Aber auch im Verhältnis zum Kunden nimmt die Verantwortung zu. Der Kunde ruft oft direkt bei der Disposition an und lässt sich die Termine bestätigen bzw. fragt nach freien Kapazitäten und Terminen. Die Materialdisposition kann durch folgende Maßnahmen entscheidenden Einfluss auf die Rentabilität und die Kostensenkung nehmen:
- Rechtzeitige und vorausschauende Planung des Bedarfs;
- enge Zusammenarbeit mit Entwicklung, Einkauf, Produktion und Vertrieb;
- schnelle Datenermittlung und Datenweitergabe durch vernetzte und leistungsfähige EDV-Systeme;
- bedarfsgerechte Sortimentsgestaltung mit entsprechender Verpackungseinheit;
- kein Behälterwechsel (Transportbehälter = Produktionsbehälter = Kundenbehälter);
- Materialgruppenmanagement (Bildung von Materialgruppen, Blockung und zentrale Bündelung des Bedarfs);
- Lieferantenreduzierung in Zusammenarbeit mit dem Einkauf;
- optimale Losgrößen und Transporteinheiten.
Um eine optimale Materialdisposition durchführen zu können, müssen die tatsächlichen Bedarfsmengen und Zeitpunkte rechtzeitig bekannt sein. Dies erfordert immer professionellere Prognosetechniken.

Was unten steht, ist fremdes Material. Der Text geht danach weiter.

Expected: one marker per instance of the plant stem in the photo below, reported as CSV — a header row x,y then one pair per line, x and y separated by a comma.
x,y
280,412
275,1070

5.2 Mit ausgefeilten Verkaufs- und Prognosewerkzeugen die Dispo-Kosten senken
Je genauer die Bedarfsprognosen, desto geringer der Lagerbestand, aber auch desto höher die Lieferbereitschaft und desto niedriger die Fehlmengenkosten. In der Praxis werden dabei immer mehr Faktoren in die Prognosen mit einbezogen. Folgende Kriterien sind bei der Planung zu berücksichtigen:
- Frühzeitige Information der Materialdisposition über zukünftige Promotions- und Verkaufsförderungsmaßnahmen;
- Einbeziehung aller Saisonprodukte und Saisoneinflüsse;
- erhöhtes Besucheraufkommen durch Großveranstaltungen, Messen und Ausstellungen können zusätzliche Nachfrage schaffen;
- Lieferanten und Spediteure können in Spitzenzeiten zusätzliche Lagerkapazitäten bereitstellen;
- durch Mengenrabatte und Sortimentsgestaltung lassen sich Kundenbedarfe besser steuern;
- Mindestabnahmenmengen, feste Packungsgrößen und Transporteinheiten schaffen eine bessere Touren- und Transportdisposition.
Die angeführten Beispiele zeigen, dass eine optimale Bedarfsplanung und Materialdisposition nur möglich sind, wenn sowohl alle beteiligten Stellen innerhalb des Unternehmens als auch Lieferanten und Kunden schnell und effektiv zusammenarbeiten. Hierbei spielen professionelle Prognosemethoden eine immer größere Rolle. Dies zeigen z. B. auch die derzeit auf dem Markt angebotenen SAP-Anwendungen.